Ma quello che appare obiettivamente incomprensibile sono le motivazioni con le quali Matteo Salvini contesta la candidatura di Mario Occhiuto, motivazioni che si concentrano sulle vicende giudiziarie dello stesso. A parte il fatto che le più elementari norme del garantismo dovrebbero consigliere giudizi e sentenze politiche dopo che la magistratura abbia fatto il suo corso vi è da meravigliarsi del fatto che sia proprio la Lega a porsi in veste giustizialista in Calabria, quando tutti sanno come la Lega stessa in Calabria non abbia finora brillato certamente per una assidua lotta alla criminalità o per qualche iniziativa di qualsiasi genere sulla legalità.

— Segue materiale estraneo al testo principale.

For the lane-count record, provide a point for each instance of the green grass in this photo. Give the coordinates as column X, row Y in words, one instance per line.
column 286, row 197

Ma il vero rischio è che la lega, consapevolmente o meno, diventi lo strumento di una feroce ed oscura lotta fatta di dosseriaggi e colpi nell'ombra di alcuni settori politici calabresi da sempre poco limpidi che lavorano da tempo per ostacolare l'azione amministrativa e di rinnovamento che "il modello Cosenza" rappresenta e che potrebbe essere esportato alla Regione Calabria rompendo meccanismi di potere consolidati da decenni e lobby che sano da sempre il vero impedimento della crescita della nostra regione.